I don't think Kate was giving Princess lessons, I think her and other royal brides are probably pulled aside before the wedding and giving tips on what to do an not to do. Like etiquette, protocol's and how to deal with the press. What to wear or not to wear in certain countries and how to address other royal's.

Honeybees 09-15-2015 08:31 PM

Quote:

Originally Posted by cepe (Post 1820515)
Let's get real. No member of the royal family is taught how to curtsey. It isn't important. It's a minor bit of protocol that is fading away. It's trivia

What is important is an understanding of the balance between royal(state role) and government. So meetings which explain that, the relationship between royal and government would take place. Working with the "constitution" is vital. Just image you become a member of the BRf and think what is the priority to learn..

One bad curtsey does not undo a princess, even one by marriage.

Then there is gaining an understanding of the protocols within the BRf. Then of course you could ignore them, but it is necessary to know that's what you are doing. If you gain seniority then your views could have impact.

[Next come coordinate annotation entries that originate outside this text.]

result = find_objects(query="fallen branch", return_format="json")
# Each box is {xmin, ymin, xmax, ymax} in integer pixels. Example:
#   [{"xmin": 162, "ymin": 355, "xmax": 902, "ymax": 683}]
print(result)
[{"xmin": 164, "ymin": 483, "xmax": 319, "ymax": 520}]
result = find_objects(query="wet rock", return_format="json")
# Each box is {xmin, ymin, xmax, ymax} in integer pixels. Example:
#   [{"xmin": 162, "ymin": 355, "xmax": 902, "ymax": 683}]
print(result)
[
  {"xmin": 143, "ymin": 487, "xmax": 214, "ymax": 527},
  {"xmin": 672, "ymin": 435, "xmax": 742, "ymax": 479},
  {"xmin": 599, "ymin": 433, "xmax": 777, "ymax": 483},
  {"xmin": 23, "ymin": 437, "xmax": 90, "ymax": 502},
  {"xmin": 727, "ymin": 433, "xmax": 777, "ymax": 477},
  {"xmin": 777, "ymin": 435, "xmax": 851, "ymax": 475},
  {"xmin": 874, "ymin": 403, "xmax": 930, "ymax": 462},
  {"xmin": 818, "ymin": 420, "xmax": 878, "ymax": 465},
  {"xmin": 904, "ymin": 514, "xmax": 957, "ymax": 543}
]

There is also the need to understand how the Royal Household functions and the impact of changes. The decision to change lies with the Monarch. Same applies to managing budgets.

Stuff like who curtseys to whom seems of no importance to me. What is crucial is the protocol between monarch and government.

And there is no speculation on that, it will be a matter of law

. Did The London Gazette not carry the new protocol as established by H.M regarding who curtseyed to whom and it was picked up by The Daily Fail. If true it would appear curtseying matters to H.M.

Honeybees 09-15-2015 08:34 PM

Quote:

Originally Posted by cepe (Post 1820515)
Let's get real. No member of the royal family is taught how to curtsey. It isn't important. It's a minor bit of protocol that is fading away. It's trivia

What is important is an understanding of the balance between royal(state role) and government. So meetings which explain that, the relationship between royal and government would take place. Working with the "constitution" is vital. Just image you become a member of the BRf and think what is the priority to learn..

One bad curtsey does not undo a princess, even one by marriage.

Then there is gaining an understanding of the protocols within the BRf. Then of course you could ignore them, but it is necessary to know that's what you are doing. If you gain seniority then your views could have impact.

There is also the need to understand how the Royal Household functions and the impact of changes. The decision to change lies with the Monarch. Same applies to managing budgets.

Stuff like who curtseys to whom seems of no importance to me. What is crucial is the protocol between monarch and government.

And there is no speculation on that, it will be a matter of law

Managing Budgets? H.M is getting out a calculator to manage a budget? Seriously!

Pranter 09-15-2015 08:36 PM

I read that Kate had protocol lessons and instruction on how to get in and out of a car without wardrobe issues....how to bend down to talk to someone without flashing etc etc. Those sorts of things.